Eleonore Caburet (born 2 February 2004) is a French rhythmic gymnast, member of the French national group.

== Personal life ==
Caburet took up rhythmic gymnastics at age six, she was initially interested in dance as her mother worked as a dance teacher, as she was getting bored of it her sister showed her a video of a Russian gymnast and she fell in love with the sport. Her ambition is to be part of the French group that will compete at the Olympic Games 2024 in Paris. Her favourite apparatuses are ball and clubs. Outside the sporting hall her hobbies are drawing, painting and reading. She plans to study law or political sciences, she speaks French, English and Spanish.

== Career ==
Eleonore was included into the national senior group in 2019, she now trains for 40 hours per week at the National Institute for Sport, Expertise and Performance [INSEP] in Paris.

She made it to the starting five in 2022, debuting at the World Cup in Athens where the group won All-Around gold. One month later, in April, they won bronze in both the All-Around and 5 hoops in Sofia. In June Eleonore and the group travelled to Pesaro, being 6th in the All-Around and 4th with 5 hoops. Ten days later she competed at the 2022 European Championships in Tel Aviv along the senior group, seniors Hélène Karbanov and Lily Ramonatxo and juniors Chloé Ineze, Shana Loxton-Vernaton, Margot Tran, where France was 6th in the All-Around, 7th in the 5 hoops final and 5th in the 3 ribbons + 2 balls' one. In September Caburet made her World Championships debut in Sofia along Emma Delaine, Ainhoa Dot, Manelle Inaho, Ashley Julien, Lozea Vilarino and the two individuals Hélène Karbanov and Maelle Millet, taking 11th place in the All-Around.

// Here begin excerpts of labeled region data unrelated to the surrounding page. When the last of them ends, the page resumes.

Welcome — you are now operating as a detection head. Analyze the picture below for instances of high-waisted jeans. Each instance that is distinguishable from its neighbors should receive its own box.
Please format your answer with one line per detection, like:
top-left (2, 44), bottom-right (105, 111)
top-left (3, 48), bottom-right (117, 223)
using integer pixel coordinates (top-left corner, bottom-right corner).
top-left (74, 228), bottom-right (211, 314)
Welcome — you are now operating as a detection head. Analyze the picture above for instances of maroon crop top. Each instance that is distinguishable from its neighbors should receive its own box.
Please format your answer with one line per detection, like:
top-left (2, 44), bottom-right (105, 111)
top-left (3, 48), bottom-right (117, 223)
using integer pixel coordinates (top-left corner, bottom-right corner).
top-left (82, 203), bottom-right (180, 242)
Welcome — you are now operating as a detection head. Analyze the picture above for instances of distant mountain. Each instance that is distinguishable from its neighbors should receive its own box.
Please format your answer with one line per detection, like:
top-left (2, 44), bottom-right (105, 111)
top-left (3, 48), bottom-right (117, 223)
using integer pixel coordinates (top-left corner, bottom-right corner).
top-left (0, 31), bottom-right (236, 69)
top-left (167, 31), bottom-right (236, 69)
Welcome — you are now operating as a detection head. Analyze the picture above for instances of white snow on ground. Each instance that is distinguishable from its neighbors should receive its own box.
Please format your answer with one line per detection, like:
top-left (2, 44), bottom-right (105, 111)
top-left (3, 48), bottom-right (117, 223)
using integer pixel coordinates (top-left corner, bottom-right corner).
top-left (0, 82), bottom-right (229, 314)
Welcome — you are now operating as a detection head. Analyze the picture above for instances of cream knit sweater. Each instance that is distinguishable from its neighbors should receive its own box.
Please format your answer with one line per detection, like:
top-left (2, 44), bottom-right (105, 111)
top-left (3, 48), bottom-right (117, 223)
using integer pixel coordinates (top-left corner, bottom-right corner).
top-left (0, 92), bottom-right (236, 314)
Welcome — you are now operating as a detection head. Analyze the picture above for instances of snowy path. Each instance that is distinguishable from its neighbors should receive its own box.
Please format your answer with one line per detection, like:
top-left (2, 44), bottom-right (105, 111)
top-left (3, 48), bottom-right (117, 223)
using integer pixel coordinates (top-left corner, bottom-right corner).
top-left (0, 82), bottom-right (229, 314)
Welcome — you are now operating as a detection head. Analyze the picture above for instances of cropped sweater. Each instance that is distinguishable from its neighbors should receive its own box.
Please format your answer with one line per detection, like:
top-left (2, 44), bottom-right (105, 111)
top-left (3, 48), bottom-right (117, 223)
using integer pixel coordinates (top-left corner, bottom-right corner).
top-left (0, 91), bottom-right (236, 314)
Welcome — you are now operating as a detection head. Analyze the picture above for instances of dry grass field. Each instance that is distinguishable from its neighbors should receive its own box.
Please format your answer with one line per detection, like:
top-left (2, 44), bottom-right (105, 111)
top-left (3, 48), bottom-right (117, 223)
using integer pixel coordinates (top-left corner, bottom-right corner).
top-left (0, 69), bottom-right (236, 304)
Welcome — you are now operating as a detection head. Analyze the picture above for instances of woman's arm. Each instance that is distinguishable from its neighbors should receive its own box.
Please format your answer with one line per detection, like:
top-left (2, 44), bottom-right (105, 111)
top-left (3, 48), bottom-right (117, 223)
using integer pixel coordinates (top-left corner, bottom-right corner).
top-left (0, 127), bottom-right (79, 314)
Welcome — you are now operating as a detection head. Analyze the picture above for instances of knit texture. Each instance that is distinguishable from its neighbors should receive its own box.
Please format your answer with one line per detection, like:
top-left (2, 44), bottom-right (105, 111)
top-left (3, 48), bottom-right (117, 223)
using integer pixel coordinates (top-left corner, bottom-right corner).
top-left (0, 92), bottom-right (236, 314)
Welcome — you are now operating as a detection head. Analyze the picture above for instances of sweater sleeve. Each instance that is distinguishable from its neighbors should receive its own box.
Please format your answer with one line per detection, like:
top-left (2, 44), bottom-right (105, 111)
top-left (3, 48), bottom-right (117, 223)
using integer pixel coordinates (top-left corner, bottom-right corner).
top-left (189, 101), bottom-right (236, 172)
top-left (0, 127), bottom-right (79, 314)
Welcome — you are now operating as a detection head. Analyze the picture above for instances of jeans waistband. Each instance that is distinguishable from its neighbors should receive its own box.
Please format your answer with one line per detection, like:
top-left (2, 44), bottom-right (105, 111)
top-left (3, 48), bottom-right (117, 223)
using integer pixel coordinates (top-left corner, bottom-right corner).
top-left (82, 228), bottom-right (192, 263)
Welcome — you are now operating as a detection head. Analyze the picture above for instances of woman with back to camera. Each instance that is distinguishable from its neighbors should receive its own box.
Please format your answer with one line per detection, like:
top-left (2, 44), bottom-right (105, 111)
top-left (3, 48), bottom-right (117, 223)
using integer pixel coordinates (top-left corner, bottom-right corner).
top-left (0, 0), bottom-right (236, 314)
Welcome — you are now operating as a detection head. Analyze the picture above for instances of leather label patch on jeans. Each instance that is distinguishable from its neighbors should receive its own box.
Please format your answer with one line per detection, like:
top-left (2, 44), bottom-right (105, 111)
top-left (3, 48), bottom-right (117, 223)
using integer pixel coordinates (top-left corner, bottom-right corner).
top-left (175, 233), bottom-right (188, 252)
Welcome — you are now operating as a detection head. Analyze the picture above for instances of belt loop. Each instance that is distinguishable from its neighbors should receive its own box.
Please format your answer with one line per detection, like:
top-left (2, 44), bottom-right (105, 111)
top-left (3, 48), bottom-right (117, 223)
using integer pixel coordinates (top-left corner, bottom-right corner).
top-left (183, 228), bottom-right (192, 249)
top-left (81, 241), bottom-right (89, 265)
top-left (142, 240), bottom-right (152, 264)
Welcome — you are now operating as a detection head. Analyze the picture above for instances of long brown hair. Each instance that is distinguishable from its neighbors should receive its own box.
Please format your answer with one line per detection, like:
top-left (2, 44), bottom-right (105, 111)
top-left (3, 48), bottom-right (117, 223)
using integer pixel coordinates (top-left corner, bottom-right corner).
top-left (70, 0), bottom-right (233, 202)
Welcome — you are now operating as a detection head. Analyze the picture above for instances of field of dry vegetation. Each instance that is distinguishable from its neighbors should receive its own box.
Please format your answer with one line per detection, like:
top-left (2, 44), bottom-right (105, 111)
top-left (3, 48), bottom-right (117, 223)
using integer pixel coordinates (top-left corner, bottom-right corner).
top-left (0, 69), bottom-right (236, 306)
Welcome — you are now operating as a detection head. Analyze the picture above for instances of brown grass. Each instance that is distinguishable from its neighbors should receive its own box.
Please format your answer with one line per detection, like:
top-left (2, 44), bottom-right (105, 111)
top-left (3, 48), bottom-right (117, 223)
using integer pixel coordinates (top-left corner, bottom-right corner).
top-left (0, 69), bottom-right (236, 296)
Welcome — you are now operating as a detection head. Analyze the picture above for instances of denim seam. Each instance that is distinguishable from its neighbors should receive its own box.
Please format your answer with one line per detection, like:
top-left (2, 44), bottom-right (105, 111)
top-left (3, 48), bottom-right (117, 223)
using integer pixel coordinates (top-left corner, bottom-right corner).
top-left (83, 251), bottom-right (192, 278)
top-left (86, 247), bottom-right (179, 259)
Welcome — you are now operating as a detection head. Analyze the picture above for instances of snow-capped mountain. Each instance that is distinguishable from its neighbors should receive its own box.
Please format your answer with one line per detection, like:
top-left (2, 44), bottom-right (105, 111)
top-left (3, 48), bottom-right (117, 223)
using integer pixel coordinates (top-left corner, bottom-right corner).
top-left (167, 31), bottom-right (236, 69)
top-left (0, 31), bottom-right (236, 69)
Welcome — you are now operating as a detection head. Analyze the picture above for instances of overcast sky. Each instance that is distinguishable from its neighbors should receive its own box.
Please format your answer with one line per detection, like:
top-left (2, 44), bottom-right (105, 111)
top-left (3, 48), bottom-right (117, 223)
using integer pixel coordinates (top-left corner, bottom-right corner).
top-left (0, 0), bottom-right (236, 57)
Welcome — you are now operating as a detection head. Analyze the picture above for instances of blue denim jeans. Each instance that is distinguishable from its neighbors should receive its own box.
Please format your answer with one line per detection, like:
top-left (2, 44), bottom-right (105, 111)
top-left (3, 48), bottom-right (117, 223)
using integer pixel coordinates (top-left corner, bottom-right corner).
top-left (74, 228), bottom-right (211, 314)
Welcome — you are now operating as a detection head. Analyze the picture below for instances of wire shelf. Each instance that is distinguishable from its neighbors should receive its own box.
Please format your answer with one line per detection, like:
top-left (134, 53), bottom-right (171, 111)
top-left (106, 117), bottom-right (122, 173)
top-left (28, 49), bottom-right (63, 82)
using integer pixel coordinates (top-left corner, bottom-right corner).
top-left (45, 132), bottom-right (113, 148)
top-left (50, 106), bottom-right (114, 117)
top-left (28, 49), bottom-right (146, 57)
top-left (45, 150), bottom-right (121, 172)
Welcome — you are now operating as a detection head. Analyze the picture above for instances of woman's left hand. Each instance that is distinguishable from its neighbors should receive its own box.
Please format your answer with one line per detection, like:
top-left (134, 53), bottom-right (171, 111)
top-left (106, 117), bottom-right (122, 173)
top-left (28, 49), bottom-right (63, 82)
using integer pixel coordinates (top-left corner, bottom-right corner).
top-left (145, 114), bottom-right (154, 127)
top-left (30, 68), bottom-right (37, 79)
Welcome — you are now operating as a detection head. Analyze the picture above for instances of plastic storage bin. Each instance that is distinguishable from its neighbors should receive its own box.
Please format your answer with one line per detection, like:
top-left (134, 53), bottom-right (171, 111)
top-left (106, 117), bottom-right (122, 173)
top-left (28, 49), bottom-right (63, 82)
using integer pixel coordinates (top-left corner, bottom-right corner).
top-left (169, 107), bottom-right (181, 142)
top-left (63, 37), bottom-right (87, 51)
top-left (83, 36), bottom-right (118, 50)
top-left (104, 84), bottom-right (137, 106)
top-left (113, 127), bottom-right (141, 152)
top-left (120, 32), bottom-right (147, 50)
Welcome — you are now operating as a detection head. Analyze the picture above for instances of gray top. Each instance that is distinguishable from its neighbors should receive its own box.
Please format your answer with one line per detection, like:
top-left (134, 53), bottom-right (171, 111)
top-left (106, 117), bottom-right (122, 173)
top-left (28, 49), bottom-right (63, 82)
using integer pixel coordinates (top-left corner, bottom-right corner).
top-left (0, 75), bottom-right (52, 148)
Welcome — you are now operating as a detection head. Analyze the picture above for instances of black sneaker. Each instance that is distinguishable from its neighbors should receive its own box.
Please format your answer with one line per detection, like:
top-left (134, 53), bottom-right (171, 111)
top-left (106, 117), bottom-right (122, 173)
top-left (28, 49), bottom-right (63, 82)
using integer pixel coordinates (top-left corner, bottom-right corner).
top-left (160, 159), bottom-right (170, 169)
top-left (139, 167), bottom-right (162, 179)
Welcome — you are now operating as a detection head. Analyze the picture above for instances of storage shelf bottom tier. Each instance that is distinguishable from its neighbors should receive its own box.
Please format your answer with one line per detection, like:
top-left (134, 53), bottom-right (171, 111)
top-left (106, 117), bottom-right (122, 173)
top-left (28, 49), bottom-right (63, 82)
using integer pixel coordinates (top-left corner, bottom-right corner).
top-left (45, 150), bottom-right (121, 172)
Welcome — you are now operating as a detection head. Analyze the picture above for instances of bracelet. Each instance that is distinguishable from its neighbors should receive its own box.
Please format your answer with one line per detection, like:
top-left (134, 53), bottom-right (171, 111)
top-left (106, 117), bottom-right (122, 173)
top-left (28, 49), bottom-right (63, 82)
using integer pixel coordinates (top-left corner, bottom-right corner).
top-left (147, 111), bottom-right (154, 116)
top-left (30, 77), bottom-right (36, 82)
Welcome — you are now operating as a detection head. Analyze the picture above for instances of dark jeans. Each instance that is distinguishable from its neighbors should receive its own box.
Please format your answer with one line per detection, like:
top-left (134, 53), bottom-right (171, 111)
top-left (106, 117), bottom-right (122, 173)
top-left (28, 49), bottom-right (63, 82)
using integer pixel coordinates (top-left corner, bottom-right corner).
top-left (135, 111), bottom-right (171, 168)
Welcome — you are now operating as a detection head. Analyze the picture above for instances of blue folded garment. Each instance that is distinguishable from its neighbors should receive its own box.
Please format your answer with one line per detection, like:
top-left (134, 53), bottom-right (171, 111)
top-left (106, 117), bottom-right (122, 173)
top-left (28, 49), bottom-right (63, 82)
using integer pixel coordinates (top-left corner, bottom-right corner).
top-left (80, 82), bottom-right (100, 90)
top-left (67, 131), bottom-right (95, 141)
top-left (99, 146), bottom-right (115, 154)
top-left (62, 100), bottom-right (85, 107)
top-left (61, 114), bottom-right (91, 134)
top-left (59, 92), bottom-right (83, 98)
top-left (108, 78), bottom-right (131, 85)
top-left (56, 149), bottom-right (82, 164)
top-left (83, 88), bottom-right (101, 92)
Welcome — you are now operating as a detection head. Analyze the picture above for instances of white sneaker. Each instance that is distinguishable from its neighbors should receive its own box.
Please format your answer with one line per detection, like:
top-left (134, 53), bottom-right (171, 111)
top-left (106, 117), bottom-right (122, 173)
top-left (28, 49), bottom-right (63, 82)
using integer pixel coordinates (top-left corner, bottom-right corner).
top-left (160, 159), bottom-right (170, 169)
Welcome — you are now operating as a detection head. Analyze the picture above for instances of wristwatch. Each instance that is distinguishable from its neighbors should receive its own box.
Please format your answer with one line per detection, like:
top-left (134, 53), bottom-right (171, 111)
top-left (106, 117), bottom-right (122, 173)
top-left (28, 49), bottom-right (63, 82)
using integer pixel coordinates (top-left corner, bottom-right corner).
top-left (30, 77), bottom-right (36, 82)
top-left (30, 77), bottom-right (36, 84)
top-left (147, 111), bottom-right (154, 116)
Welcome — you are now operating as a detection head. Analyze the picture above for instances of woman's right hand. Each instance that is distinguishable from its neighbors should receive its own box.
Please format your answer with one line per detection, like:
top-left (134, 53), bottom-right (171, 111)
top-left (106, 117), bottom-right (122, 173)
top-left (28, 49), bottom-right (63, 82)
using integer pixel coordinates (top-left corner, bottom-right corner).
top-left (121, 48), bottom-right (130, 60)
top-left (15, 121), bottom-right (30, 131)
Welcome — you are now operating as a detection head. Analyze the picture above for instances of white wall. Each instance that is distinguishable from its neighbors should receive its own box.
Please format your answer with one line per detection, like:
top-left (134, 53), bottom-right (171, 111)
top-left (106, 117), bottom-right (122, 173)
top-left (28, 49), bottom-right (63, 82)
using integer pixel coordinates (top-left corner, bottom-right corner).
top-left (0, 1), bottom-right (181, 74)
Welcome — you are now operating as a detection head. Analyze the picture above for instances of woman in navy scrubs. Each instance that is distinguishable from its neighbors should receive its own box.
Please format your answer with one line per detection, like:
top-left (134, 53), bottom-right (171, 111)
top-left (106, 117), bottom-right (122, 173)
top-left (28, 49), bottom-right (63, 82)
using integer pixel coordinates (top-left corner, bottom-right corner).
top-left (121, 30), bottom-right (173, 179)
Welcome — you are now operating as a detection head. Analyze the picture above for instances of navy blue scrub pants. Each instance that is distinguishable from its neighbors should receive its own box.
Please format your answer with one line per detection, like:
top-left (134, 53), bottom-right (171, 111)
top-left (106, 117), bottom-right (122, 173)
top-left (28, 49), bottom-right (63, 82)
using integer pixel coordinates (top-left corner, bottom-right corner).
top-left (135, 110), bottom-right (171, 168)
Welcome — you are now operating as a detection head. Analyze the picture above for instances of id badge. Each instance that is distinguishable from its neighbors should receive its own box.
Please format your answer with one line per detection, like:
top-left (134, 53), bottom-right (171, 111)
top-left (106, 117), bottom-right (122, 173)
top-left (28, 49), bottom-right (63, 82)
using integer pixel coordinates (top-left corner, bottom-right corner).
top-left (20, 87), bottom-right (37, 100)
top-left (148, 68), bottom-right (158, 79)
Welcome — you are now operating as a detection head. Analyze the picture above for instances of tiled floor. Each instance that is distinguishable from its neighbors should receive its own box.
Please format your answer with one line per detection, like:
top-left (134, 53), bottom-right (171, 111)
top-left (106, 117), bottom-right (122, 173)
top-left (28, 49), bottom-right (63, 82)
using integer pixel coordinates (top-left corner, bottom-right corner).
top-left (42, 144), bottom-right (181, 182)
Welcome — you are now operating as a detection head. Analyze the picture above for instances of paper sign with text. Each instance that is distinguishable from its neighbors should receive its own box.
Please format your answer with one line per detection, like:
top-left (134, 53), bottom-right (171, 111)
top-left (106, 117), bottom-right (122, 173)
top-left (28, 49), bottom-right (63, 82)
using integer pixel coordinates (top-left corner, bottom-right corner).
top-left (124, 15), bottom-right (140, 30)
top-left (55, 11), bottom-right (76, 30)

In 2023 the group was 8th in the All-Around and 5th with 3 balls + 2 ribbons in Athens, in Sofia they won 3 bronze medals. In April she competed in Baku, the group was 8th in the All-Around and 6th with hoops. In April the girls won all the gold medals at the tournament in Thiais. It was later revealed she was among the selected gymnasts for the European Championships in Baku along Emma Delaine, Manelle Inaho, Lozea Vilarino, Celia Joseph-Noel, Justine Lavit and the individuals Hélène Karbanov and Maelle Millet. In May, at the stage in Portimão, they won a silver medal in the 3 ribbon and 2 hoops final.